Par un liégeois consterné
Nombreux sont ceux qui, aujourd'hui âgés de soixante ans ou plus, se souviennent de ce à quoi ressemblait jadis la place St Lambert au centre de Liège. L'endroit se présentait un peu comme une sorte de grand quadrilatère entouré de toutes parts d'immeubles de caractère dans lesquels se trouvaient logés des grands magasins, un théâtre, des restaurants et le Palais de Justice. En plein centre se trouvait un parc fleuri, circulaire, autour duquel roulaient des trams qui avaient là un de leur terminus. Bien que les deux grands côtés du rectangle fussent situés à des niveaux très différents, l'ensemble paraissait plat, la déclivité progressive entre les bâtiments opposés ne se remarquant pas. Une foule considérable se promenait là en toute quiétude et faisait du lèche-vitrines, tandis que beaucoup sirotaient un verre ou un café aux terrasses...
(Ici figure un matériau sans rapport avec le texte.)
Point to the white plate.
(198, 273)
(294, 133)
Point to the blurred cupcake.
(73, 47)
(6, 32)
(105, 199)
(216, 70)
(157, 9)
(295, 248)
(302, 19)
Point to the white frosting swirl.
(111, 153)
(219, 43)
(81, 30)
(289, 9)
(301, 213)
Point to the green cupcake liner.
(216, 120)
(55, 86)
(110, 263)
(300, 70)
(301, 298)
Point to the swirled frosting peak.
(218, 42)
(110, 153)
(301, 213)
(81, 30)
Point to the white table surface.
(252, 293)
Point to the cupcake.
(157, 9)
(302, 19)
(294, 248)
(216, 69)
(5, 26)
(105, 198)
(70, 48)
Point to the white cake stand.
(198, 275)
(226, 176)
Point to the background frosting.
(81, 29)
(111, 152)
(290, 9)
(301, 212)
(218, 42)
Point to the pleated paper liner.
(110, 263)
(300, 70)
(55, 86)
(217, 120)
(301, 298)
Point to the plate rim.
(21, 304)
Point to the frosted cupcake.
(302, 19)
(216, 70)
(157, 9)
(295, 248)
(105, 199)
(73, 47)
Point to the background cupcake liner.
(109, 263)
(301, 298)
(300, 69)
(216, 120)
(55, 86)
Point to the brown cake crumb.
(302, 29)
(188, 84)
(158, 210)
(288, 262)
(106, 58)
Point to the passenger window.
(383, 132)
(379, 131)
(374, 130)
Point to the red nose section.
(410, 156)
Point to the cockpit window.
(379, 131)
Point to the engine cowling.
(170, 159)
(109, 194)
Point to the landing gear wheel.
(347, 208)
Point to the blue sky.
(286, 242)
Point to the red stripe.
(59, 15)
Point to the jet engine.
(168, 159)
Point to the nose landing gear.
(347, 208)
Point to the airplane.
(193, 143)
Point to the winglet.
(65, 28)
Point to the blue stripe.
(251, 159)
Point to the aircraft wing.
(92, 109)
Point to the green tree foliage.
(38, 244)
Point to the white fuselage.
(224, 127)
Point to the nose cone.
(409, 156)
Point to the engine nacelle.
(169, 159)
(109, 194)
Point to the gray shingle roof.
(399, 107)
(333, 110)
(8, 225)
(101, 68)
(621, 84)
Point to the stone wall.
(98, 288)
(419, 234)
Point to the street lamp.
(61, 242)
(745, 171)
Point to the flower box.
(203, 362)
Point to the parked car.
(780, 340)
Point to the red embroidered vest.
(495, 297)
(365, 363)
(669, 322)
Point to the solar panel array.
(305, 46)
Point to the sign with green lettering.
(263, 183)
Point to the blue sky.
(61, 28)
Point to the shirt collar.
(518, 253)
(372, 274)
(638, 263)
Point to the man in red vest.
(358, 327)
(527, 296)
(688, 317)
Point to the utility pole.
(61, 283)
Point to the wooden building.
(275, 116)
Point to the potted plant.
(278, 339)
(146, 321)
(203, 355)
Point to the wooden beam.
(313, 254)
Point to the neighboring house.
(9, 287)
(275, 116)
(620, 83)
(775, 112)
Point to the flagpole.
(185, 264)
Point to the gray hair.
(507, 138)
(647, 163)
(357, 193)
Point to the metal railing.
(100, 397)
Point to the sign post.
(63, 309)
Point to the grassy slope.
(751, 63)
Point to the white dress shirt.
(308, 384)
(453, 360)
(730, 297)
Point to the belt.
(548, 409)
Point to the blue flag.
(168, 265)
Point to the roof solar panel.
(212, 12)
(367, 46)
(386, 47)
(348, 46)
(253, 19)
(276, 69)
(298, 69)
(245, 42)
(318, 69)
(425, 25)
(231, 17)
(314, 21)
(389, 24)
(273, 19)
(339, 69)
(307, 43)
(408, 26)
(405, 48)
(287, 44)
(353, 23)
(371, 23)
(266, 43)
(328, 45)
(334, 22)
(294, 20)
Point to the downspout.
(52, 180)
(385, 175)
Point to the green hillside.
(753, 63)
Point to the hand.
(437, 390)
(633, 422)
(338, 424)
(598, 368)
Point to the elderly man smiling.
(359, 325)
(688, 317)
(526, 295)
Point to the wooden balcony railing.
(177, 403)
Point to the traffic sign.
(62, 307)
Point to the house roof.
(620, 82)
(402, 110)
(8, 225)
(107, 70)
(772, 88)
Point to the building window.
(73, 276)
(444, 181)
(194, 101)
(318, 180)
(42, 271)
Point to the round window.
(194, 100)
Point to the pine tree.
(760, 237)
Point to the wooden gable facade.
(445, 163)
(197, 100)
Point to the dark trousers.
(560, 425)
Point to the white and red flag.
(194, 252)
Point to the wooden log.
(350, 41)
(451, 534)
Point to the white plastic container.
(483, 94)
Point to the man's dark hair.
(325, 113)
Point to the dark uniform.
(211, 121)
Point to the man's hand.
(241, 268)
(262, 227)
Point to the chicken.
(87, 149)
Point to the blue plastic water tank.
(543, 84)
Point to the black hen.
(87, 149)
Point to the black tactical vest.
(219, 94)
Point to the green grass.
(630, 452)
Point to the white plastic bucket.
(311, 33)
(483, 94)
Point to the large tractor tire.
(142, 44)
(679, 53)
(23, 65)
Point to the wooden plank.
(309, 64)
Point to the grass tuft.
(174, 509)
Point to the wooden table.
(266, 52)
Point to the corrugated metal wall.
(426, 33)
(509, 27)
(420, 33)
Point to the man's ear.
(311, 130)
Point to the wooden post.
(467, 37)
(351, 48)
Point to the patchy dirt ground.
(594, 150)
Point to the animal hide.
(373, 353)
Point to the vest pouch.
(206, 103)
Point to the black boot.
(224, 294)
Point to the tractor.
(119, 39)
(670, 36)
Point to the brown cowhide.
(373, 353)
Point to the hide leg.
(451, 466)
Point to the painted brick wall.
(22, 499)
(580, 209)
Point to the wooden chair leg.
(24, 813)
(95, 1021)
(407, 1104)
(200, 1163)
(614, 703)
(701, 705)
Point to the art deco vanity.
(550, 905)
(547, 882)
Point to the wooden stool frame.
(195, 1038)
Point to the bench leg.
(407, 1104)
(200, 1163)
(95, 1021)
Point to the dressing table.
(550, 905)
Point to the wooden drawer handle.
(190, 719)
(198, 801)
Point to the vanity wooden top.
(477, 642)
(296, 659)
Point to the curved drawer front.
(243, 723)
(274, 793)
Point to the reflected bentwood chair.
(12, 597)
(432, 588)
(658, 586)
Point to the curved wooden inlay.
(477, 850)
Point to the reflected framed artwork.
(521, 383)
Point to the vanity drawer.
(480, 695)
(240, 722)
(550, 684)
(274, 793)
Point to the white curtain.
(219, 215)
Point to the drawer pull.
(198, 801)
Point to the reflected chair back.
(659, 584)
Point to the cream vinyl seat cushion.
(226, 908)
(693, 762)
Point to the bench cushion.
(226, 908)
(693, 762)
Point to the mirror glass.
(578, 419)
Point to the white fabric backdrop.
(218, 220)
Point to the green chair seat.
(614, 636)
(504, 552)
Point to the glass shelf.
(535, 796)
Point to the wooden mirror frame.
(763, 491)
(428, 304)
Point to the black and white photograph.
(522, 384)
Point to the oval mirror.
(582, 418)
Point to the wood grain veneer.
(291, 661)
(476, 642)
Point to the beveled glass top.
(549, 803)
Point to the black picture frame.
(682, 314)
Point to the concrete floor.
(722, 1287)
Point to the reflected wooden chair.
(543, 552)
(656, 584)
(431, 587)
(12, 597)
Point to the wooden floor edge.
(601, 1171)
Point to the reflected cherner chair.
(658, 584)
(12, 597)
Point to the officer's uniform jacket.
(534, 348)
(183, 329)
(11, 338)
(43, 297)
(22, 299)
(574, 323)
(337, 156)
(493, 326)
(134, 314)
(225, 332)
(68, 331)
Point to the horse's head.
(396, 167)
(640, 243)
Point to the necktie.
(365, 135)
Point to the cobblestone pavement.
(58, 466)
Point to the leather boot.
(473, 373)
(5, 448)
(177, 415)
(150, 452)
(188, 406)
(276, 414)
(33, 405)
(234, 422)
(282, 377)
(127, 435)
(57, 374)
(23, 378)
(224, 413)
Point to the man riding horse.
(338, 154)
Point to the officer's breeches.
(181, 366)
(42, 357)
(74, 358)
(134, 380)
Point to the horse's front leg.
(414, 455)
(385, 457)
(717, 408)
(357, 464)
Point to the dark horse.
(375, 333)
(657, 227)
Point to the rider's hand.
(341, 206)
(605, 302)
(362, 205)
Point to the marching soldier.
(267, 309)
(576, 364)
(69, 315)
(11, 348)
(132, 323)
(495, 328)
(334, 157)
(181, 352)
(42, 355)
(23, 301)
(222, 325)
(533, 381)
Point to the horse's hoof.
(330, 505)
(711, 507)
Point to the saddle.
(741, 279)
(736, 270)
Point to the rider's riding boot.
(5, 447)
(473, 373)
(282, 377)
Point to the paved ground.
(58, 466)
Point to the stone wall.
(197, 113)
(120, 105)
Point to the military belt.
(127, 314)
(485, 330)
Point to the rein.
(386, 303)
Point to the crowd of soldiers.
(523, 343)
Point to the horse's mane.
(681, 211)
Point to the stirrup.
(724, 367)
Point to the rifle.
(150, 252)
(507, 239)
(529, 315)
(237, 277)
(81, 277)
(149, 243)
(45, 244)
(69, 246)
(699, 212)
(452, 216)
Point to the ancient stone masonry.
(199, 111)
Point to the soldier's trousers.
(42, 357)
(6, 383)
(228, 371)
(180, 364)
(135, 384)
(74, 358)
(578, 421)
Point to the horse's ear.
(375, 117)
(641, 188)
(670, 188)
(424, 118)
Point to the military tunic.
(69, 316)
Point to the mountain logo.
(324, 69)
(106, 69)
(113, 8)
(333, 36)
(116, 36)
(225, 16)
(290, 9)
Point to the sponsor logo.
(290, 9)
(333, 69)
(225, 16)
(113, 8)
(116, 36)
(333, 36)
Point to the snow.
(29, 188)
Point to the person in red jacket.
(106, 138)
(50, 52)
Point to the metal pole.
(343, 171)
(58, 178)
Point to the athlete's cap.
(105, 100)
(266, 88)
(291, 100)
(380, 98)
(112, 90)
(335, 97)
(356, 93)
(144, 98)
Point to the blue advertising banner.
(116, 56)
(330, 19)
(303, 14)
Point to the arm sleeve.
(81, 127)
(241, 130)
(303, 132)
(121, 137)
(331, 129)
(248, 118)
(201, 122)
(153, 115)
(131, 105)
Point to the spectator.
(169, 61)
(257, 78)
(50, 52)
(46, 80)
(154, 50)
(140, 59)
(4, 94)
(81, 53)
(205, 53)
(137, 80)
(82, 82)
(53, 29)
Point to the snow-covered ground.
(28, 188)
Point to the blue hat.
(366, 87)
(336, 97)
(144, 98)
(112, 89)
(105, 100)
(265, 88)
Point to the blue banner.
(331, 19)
Aujourd'hui, la place St Lambert, privée de restaurants et de terrasses de cafés, n'est plus qu'un lieu de passage entièrement bétonné que l'on se hâte habituellement de traverser pour aller, simplement, d'un point à un autre ou pour prendre un bus. L'endroit n'a plus rien de convivial, surtout lorsque tombe la nuit. Le théâtre a disparu, de même que le beau parc. Il ne reste que quelques arbres plantés dans de gigantesques pots enterrés. Ce lieu qui paraissait si plat jadis jadis se hérisse aujourd'hui de marches d'escaliers dont certaines sont si hautes qu'elles sont infranchissables pour des tas de gens et que, prises dans le sens de la descente, elles constituent de véritables pièges pour les piétons infortunés. Enfin, il y a ces colonnes métallique grillagées, qui s'élèvent en plein centre et qui accentuent encore l'aspect dantesque de l'ensemble...
Mais ce n'est pas tout: le saccage du site s'est étendu bien au-delà puisqu'il touche également les lieux que la place jouxtait jadis. Un nouveau quartier, l'Îlot St Michel, est né. Mais quel nouveau quartier!
Que s'est-il passé? Comment en est-on arrivé là?
Il fut un temps où les autorités communales de Liège s'avisèrent que la circulation automobile deviendrait bientôt si dense au centre ville qu'il faudrait y apporter des remèdes radicaux. Ce fut une époque de grands projets. On parla de parkings de dissuasion qu'on pourrait construire en dehors de la ville et d'où des navettes de bus transporteraient les visiteurs. On envisagea aussi un tram suspendu qui relierait le campus universitaire au centre ville en franchissant d'un côté à l'autre la vallée creusée par la Meuse. On expliqua même sérieusement qu'une autoroute allait bientôt passer à hauteur du premier étage des grands magasins en plein centre ville... Mais tous ces projets ne remportèrent pas le même succès que celui du creusement d'un métro à grande profondeur et de la création d'une gare souterraine des bus dans le sous-sol de la place St Lambert.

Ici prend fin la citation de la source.